Литмир - Электронная Библиотека

Не могу сказать, кто заговорил первым. Голова у меня начала сжиматься и хотелось уже поскорее оставить за спиной этот разговор. Так что мы договорились. Четверо чумазых парней, перегнувшихся через перила моста над речкой в Рыкусмыку.

Все, кроме меня, уедут, чтобы никогда уже не вернуться. Останутся глухи к призывам семьи, не приедут на праздники, крестины, похороны. Я останусь, потому что одному можно.

Мы никогда больше не увидимся. Не будем друг другу звонить, писать, и ни один не вправе встречаться с другими. У каждого будет свой город, и пусть держится за него, если сможет.

Мы вытанцевали свои жизни, и только глупец не использовал бы этого. Иначе смерть Тромбека будет напрасной.

Никогда никому мы не расскажем, что случилось в подземельях.

Никто не узнает, почему на самом деле не вернулся Тромбек.

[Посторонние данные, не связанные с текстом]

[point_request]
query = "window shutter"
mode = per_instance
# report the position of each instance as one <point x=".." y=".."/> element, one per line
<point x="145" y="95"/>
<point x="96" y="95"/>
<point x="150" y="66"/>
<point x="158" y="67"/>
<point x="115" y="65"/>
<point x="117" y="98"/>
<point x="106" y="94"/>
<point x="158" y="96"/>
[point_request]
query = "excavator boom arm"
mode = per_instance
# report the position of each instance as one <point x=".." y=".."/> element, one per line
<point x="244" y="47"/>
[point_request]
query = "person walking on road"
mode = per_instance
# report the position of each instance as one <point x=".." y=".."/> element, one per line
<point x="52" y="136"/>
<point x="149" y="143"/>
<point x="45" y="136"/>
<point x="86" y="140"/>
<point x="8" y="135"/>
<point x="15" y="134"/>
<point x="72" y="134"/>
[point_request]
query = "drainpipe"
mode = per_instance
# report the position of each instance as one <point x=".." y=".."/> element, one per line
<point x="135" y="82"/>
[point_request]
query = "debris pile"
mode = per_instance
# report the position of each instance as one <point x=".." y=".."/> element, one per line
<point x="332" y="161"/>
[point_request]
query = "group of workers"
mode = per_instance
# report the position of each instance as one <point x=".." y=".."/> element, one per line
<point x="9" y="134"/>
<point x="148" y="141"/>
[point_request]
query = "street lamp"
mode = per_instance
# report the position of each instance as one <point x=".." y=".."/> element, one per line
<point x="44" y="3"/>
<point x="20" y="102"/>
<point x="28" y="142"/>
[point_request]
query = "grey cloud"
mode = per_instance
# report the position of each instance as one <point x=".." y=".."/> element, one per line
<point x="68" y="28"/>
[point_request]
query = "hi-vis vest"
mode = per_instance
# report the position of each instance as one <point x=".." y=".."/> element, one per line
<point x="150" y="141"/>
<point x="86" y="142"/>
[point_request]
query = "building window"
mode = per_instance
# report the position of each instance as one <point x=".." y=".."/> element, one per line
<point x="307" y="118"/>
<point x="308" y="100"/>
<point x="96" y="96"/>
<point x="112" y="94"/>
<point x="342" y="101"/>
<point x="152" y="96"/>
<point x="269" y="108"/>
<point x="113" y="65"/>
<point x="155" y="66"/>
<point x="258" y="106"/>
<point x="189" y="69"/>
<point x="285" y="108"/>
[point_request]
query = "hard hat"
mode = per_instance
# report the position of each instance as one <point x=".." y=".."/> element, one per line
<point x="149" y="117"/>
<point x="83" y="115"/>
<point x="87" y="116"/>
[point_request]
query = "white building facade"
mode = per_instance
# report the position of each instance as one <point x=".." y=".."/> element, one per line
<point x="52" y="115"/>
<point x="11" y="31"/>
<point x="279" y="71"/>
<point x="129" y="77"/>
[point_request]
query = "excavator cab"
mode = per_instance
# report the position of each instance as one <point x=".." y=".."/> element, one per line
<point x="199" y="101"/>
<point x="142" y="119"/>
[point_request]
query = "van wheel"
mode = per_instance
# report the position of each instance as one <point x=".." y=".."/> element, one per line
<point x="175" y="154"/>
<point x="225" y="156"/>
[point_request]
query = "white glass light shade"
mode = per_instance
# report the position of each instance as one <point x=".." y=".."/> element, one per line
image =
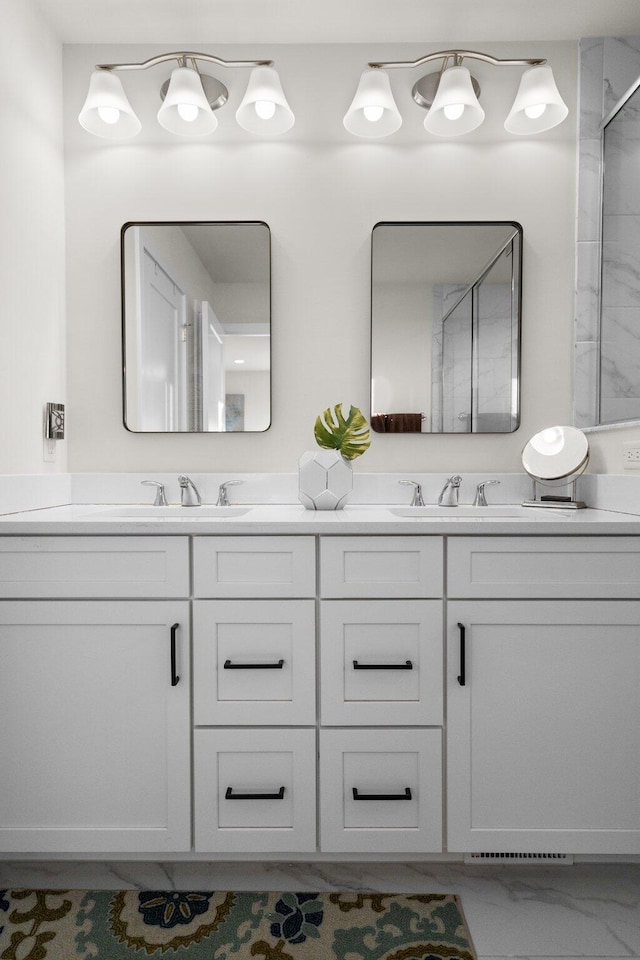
<point x="264" y="107"/>
<point x="557" y="453"/>
<point x="373" y="111"/>
<point x="537" y="89"/>
<point x="455" y="90"/>
<point x="106" y="111"/>
<point x="185" y="109"/>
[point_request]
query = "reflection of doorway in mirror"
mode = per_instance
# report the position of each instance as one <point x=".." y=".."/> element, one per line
<point x="210" y="367"/>
<point x="234" y="412"/>
<point x="161" y="344"/>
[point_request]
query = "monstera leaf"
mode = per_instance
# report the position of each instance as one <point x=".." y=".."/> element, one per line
<point x="350" y="437"/>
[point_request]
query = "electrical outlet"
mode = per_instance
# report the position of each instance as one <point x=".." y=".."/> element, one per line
<point x="49" y="450"/>
<point x="631" y="456"/>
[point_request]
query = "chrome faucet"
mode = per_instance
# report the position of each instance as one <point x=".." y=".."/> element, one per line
<point x="160" y="500"/>
<point x="450" y="492"/>
<point x="417" y="500"/>
<point x="480" y="499"/>
<point x="189" y="496"/>
<point x="223" y="497"/>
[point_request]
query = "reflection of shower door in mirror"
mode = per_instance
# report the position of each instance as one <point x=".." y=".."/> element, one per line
<point x="162" y="350"/>
<point x="475" y="352"/>
<point x="457" y="365"/>
<point x="211" y="365"/>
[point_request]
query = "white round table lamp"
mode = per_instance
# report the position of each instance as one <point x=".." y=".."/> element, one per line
<point x="556" y="457"/>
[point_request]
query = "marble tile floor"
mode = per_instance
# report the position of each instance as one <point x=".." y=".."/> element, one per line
<point x="585" y="910"/>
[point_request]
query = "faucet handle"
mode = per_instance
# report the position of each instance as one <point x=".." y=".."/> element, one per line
<point x="223" y="498"/>
<point x="480" y="499"/>
<point x="417" y="499"/>
<point x="160" y="500"/>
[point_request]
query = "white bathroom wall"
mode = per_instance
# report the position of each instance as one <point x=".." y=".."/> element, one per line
<point x="32" y="272"/>
<point x="321" y="192"/>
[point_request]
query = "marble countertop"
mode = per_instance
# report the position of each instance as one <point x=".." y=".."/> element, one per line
<point x="294" y="519"/>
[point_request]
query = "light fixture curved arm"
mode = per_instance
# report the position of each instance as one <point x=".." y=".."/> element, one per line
<point x="181" y="56"/>
<point x="446" y="54"/>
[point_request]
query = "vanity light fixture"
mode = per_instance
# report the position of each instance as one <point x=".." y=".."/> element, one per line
<point x="450" y="97"/>
<point x="189" y="99"/>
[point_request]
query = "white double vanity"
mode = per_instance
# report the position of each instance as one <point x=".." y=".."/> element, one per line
<point x="304" y="685"/>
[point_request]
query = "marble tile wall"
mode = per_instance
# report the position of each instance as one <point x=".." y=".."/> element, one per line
<point x="608" y="67"/>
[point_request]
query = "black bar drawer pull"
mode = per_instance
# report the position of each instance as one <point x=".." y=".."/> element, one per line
<point x="407" y="665"/>
<point x="462" y="676"/>
<point x="175" y="679"/>
<point x="228" y="665"/>
<point x="382" y="796"/>
<point x="230" y="795"/>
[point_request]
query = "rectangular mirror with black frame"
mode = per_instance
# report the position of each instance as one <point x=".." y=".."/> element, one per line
<point x="196" y="327"/>
<point x="445" y="327"/>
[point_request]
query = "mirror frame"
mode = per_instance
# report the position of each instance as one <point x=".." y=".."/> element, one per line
<point x="456" y="223"/>
<point x="190" y="223"/>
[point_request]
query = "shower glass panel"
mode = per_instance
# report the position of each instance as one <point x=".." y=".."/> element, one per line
<point x="619" y="387"/>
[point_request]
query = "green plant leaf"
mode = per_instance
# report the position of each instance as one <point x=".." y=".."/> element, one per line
<point x="350" y="437"/>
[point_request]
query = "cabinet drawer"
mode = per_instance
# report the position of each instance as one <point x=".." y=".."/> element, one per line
<point x="254" y="567"/>
<point x="381" y="566"/>
<point x="381" y="662"/>
<point x="503" y="567"/>
<point x="254" y="661"/>
<point x="68" y="567"/>
<point x="255" y="790"/>
<point x="381" y="790"/>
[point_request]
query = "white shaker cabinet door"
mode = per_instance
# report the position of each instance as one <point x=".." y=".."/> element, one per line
<point x="543" y="721"/>
<point x="94" y="713"/>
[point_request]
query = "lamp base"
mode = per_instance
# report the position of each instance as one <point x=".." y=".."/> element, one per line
<point x="556" y="504"/>
<point x="215" y="92"/>
<point x="425" y="89"/>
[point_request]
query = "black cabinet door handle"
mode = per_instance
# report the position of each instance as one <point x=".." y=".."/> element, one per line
<point x="382" y="796"/>
<point x="175" y="679"/>
<point x="278" y="665"/>
<point x="407" y="665"/>
<point x="230" y="795"/>
<point x="462" y="676"/>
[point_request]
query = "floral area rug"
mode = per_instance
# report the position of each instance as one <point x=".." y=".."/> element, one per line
<point x="206" y="925"/>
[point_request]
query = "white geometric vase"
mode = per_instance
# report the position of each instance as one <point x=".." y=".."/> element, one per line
<point x="325" y="480"/>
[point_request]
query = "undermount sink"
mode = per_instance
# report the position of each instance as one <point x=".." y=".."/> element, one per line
<point x="469" y="512"/>
<point x="173" y="512"/>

Мы расстались без слов и рукопожатий. С Блекотой я прошел еще немного. В какой-то момент он сел прямо на тротуар и заплакал. Я помог ему встать и утешил его, хоть у меня и были свои проблемы. Скрежет, несмотря на желание, вернулся. Я провожал взглядом Блекоту, плетущегося в свою крохотную квартирку, и думал, что же я сделал не так.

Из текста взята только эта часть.